A. They all have their own pros and cons. However, I do have to say that I rarely update on Tumblr and Facebook because I get super lazy uploading my work onto multiple platforms. Tumblr and Facebook are great, but I feel like their fanbases are not really for me. They operate towards a viral stream so a lot of times the people who follow me do not necessarily like my work as a whole but rather a specific work they saw from a friend or from another viral website. Tapastic has been the best for me by far. I like its clean website design and simple user interface, not to mention its awesome community and helpful staff.
Q. You play in a wide-range of art modalities, including illustration, design, painting, video, and more. What direction will you be focusing on as you finish your degree at UCLA?

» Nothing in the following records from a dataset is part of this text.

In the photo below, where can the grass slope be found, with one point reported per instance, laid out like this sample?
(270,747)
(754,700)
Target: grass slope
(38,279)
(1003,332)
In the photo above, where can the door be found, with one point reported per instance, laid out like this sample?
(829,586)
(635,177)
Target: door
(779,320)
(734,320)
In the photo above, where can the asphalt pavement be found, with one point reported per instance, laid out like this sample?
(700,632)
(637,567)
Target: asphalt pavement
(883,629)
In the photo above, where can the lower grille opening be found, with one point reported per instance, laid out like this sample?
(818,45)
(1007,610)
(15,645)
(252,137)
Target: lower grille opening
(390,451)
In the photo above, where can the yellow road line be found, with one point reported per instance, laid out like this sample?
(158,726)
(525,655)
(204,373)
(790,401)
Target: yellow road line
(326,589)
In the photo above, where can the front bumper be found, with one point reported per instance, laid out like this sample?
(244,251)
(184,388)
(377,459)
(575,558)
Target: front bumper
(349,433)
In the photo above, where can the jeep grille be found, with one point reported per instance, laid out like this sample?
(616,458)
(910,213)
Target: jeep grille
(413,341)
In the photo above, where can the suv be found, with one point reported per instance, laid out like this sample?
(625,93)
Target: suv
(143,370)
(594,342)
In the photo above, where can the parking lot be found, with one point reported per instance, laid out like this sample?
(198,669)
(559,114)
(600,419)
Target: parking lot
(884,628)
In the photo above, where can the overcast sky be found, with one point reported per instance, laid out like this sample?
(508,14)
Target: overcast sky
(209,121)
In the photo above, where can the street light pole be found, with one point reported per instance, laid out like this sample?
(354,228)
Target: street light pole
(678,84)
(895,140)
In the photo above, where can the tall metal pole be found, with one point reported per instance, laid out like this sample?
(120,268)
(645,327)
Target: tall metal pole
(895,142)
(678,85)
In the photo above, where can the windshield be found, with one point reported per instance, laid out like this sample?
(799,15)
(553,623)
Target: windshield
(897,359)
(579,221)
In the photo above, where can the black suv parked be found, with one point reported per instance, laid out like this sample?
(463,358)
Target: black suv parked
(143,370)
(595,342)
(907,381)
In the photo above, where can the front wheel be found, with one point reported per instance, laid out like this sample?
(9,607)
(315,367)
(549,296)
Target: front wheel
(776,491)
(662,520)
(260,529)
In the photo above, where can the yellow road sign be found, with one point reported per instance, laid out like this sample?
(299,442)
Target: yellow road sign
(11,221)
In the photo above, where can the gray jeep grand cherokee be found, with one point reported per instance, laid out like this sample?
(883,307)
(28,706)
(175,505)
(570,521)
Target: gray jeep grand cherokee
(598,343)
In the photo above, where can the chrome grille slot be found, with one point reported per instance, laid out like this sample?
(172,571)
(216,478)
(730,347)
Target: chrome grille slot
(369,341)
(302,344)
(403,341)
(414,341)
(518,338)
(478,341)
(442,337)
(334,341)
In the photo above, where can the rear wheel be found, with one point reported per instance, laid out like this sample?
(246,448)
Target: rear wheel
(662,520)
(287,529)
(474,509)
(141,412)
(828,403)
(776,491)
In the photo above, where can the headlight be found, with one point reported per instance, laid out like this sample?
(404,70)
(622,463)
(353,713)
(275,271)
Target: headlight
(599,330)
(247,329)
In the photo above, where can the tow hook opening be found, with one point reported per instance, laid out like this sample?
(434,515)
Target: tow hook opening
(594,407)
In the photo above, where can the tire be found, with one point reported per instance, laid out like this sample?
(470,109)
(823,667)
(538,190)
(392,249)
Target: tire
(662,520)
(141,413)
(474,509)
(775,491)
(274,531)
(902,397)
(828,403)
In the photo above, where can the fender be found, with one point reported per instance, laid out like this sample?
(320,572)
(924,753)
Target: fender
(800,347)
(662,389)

A. I’m really not sure which direction I’ll be focusing on once I am with my degree. Right now I’m just trying to experiment with all the art approaches that are available to me. However, if life was perfect, I would like to go into animation. Possibly get an internship with Pixar and a full-time job opportunity at one of the Disney Studios.
Q. What has been the best piece of design or artistic advice that you have received while in school? Similarly, what is the best lesson you have learned on your own?
A. The best piece of artistic advice/lesson I have learned while in school is probably to give every art approach/practice a chance (yes, even contemporary art). It might not be something you’re interested in doing, but give it a try anyway because then you can use it a comparative reference to reflect whatever art you’re doing.
Q. What are some upcoming goals or plans you have for According to Devin?
A. While According to Devin will continue to run regularly, I don’t have any specific plans for it. I am happy with where it is at and have no intentions to expand its readership or material. That might change in the future, but for right now, the series will continue being what it is. Hopefully it will be something I can continue doing, even after I graduate from UCLA.